Pero hoy el enemigo de la lectura es formidable, casi invencible. Y, como no es posible derrotarlo, tal vez sería mejor hacer causa común e introducir mediante él y a traición en el ánimo de los niños la necesidad de leer como si fuera un nuevo juego. ¿Pero cómo se puede convencer a los padres y a los profesores, cuando aquellos son los primeros culpables de la desidia?

Pues a mí no me parece demasiado ardua la tarea. No hace mucho, acudí invitado a un colegio de Palma para hablar a los niños de nueve y diez años. No había más que verlos: el aburrimiento por tener que escuchar las tonterías que dice un escritor, ¡un escritor, puf!, los tenía hundidos en la miseria.
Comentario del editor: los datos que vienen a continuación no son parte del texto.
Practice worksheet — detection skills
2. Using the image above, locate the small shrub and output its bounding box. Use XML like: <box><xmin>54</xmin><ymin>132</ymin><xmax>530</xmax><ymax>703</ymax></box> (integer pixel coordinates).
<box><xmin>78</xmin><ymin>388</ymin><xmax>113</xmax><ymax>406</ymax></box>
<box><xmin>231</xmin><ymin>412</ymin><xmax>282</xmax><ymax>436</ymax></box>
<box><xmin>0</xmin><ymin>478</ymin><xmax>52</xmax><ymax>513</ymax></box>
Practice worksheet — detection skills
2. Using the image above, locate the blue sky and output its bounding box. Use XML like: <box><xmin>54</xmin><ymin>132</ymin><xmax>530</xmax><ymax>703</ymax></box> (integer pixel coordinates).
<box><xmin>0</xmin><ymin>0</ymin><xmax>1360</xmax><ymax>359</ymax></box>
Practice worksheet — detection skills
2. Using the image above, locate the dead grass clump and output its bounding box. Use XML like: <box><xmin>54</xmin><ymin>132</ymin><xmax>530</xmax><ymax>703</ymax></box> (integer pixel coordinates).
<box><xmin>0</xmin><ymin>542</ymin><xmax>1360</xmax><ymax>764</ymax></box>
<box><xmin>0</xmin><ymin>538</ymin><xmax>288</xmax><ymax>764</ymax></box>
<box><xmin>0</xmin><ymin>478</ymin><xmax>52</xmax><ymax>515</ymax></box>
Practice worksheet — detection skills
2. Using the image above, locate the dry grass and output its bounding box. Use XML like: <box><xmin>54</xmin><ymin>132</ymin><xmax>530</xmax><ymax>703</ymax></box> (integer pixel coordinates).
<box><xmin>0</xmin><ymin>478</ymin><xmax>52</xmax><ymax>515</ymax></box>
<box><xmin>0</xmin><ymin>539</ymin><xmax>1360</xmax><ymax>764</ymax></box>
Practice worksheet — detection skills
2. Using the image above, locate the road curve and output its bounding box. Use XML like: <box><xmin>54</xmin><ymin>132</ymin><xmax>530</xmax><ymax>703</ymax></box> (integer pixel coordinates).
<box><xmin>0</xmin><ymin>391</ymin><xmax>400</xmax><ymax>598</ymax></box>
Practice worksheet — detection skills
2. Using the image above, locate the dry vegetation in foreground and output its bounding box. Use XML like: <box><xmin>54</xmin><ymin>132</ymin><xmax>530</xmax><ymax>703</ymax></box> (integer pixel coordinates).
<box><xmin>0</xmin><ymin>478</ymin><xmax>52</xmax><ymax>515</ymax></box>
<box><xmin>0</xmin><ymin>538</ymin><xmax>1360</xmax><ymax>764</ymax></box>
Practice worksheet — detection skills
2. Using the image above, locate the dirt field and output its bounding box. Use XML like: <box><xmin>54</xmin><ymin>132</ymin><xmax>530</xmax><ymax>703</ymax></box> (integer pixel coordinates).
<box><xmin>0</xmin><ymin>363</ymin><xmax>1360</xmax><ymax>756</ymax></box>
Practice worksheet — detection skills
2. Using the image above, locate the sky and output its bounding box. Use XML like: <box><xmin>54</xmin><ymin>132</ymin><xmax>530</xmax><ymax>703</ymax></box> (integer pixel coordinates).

Entonces los invité a jugar un juego: entre todos construiríamos una aventura, arriesgadísima eso sí, de la que todos serían protagonistas. Iríamos desafiando los peligros y viajaríamos por la sierra de Tramuntana saltando de roca en roca; a los tres cuartos de hora estábamos escondiéndonos de los tuaregs entre las pirámides de Keops, Kefrén y Micerina y uno de los muchachos había descubierto un tesoro en la cámara mortuoria de Kefrén. Cada niño había aportado su dosis de invención. Entonces levanté una mano e interrumpí el relato. Dije «¿sabéis qué? Acabamos de escribir una novela"» No olvidaré la ilusión en sus rostros.

Ah, y hoy, el mejor salón de lectura está en un vagón del metro.